L'UNEF était le syndicat unique des étudiants, très puissant (100 000 adhérents pour 200 000 étudiants), mais au début de la guerre d'Algérie très divisé entre extrême droite (Le Pen sévissait toujours au Quartier latin), droite dite ‘‘apolitique'' et gauche foncièrement anticolonialiste, minoritaire jusqu'en 1956, puis freinée par la faiblesse de sa majorité jusqu'en 1959 et sa volonté de maintenir l'unité du syndicat». La guerre d'Algérie était le sujet le plus chaud discuté dans les campus. L'UNEF ne pouvait se contenter du rôle peu glorieux de simple spectatrice.
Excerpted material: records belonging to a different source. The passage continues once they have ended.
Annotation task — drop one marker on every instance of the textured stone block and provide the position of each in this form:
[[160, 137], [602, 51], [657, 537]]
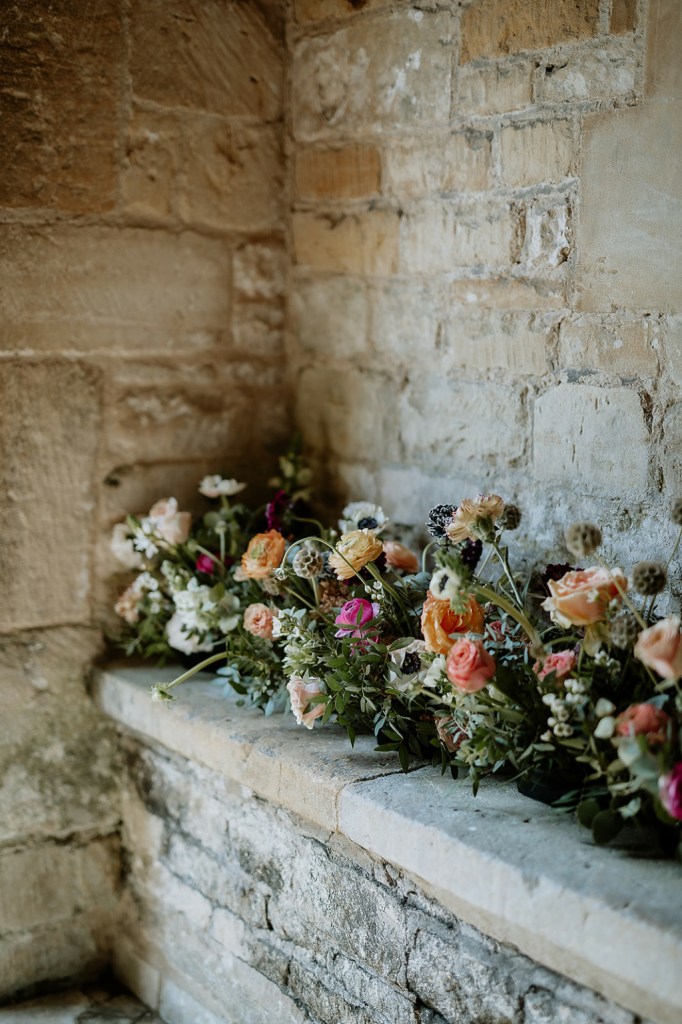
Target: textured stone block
[[494, 27], [591, 439], [206, 55], [60, 69], [358, 243], [373, 75], [345, 173]]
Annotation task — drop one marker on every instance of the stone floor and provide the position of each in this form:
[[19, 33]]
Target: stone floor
[[89, 1005]]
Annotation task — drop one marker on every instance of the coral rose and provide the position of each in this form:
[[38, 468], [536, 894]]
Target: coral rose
[[469, 666], [399, 557], [661, 647], [439, 622], [643, 720], [264, 553], [301, 688], [581, 597], [353, 551], [258, 621]]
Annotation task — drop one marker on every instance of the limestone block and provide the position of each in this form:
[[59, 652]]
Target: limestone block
[[105, 289], [494, 88], [591, 439], [59, 72], [223, 59], [47, 484], [437, 237], [364, 243], [457, 162], [374, 74], [541, 152], [631, 210], [494, 27], [340, 173], [331, 316]]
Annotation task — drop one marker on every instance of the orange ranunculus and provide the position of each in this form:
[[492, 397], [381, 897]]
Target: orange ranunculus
[[264, 553], [439, 622]]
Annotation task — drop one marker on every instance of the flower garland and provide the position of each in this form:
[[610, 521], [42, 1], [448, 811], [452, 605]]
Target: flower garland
[[566, 679]]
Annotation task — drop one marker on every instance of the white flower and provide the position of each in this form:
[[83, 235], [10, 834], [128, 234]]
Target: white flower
[[216, 486]]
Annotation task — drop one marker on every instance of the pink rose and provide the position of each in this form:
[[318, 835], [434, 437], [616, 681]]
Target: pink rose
[[561, 663], [258, 621], [670, 791], [581, 597], [301, 688], [661, 647], [170, 524], [469, 666], [643, 720], [399, 557], [354, 615]]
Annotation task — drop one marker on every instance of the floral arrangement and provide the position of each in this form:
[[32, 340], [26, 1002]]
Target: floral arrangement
[[566, 679]]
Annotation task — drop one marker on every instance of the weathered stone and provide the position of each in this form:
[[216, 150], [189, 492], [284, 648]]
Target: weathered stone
[[60, 69], [223, 58], [354, 243], [579, 436], [494, 27], [374, 74], [343, 173]]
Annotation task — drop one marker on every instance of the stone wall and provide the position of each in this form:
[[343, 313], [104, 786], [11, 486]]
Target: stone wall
[[141, 241], [486, 248]]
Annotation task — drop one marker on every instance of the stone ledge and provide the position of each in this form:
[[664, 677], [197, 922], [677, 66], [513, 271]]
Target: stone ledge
[[510, 866]]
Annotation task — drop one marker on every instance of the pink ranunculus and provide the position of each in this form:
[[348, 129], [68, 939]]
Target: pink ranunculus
[[469, 666], [354, 615], [643, 720], [670, 791], [561, 663], [301, 688], [258, 621], [661, 647], [399, 557]]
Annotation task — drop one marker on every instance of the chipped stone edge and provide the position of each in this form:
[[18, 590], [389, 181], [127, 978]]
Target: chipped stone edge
[[628, 960]]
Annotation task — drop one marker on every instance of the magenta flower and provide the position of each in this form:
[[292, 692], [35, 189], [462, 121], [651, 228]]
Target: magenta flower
[[353, 617]]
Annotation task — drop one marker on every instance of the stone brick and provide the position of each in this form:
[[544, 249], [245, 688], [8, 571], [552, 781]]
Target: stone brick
[[233, 176], [223, 58], [60, 69], [373, 75], [105, 289], [497, 88], [358, 243], [457, 162], [600, 343], [331, 317], [591, 439], [438, 237], [494, 27], [630, 163], [541, 152], [345, 173]]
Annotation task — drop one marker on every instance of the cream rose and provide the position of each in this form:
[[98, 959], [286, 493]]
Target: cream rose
[[353, 551], [582, 596], [661, 647]]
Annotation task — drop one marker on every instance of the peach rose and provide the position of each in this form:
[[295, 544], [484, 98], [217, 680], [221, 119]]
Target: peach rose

«Les premiers engagements de l'UNEF sont essentiellement d'ordre moral, contre la torture, les exactions contre les universitaires libéraux, les arrestations d'étudiants algériens, mais aussi politiques, comme la condamnation du putsch de mai 1958 et de la dégradation des libertés publiques. Cet engagement va se politiser au fur et à mesure que la condamnation des crimes commis par la France en Algérie faisait apparaître l'urgence d'exiger une solution politique. Dans cette évolution, la question des relations avec l'Ugema va jouer un rôle déterminant lors de son congrès constitutif à Paris en juillet 1955, Robert Chapuis, VP de l'UNEF, minoritaire de gauche, salue sa création.
Le choix de l'Ugema, mettant en avant le M de musulman, contre celui de l'Ugema, n'avait pas entraîné de réaction de notre part (c'était le choix librement débattu des étudiants algériens), mais seulement nourri l'opposition aux relations avec l'Ugema de la tendance conservatrice de l'UNEF. Après des péripéties de dialogue puis de rupture entre les deux organisations, en décembre 1956, l'Ugema met en demeure l'UNEF de prendre une position claire sur la nature coloniale de la guerre puis rompt les relations.
Cette rupture a beaucoup affecté tous les militants anticolonialistes de l'UNEF, dont j'étais conscient que nous ne pouvions avancer dans l'engagement contre la politique française de guerre au peuple algérien sans un dialogue avec l'organisation algérienne, solidaire du FLN. En même temps, l'UNEF, qui venait, à une faible majorité, de passer à gauche ne pouvait aller, à ce moment, aussi loin que l'Ugema le demandait, sauf à précipiter une scission massive qui aurait handicapé longtemps le mouvement syndical étudiant et réduit fortement l'impact de ses prises de position». Ayant les coudées plus franches lorsqu'il prit les rênes de l'UNEF, Dominique multiplia les initiatives.
Etudiant engagé
«Président national de l'UNEF en 1961/1962, j'ai poursuivi dans la même voie, à la fois par le dialogue avec l'Ugema (communiqué de juin 1961 défendant la position algérienne sur le Sahara), et par l'organisation avec les autres syndicats ouvriers enseignants des manifestations populaires contre le putsch des généraux, d'avril 1961, pour l'accélération et l'aboutissement des négociations avec le GPRA et contre l'OAS (manifestations de décembre 1961, février 1962). Evidemment l'OAS a cherché à nous le faire payer, en plastiquant deux fois le siège de l'UNEF durant l'hiver 1961/1962, mais sans conséquences autres que matérielles.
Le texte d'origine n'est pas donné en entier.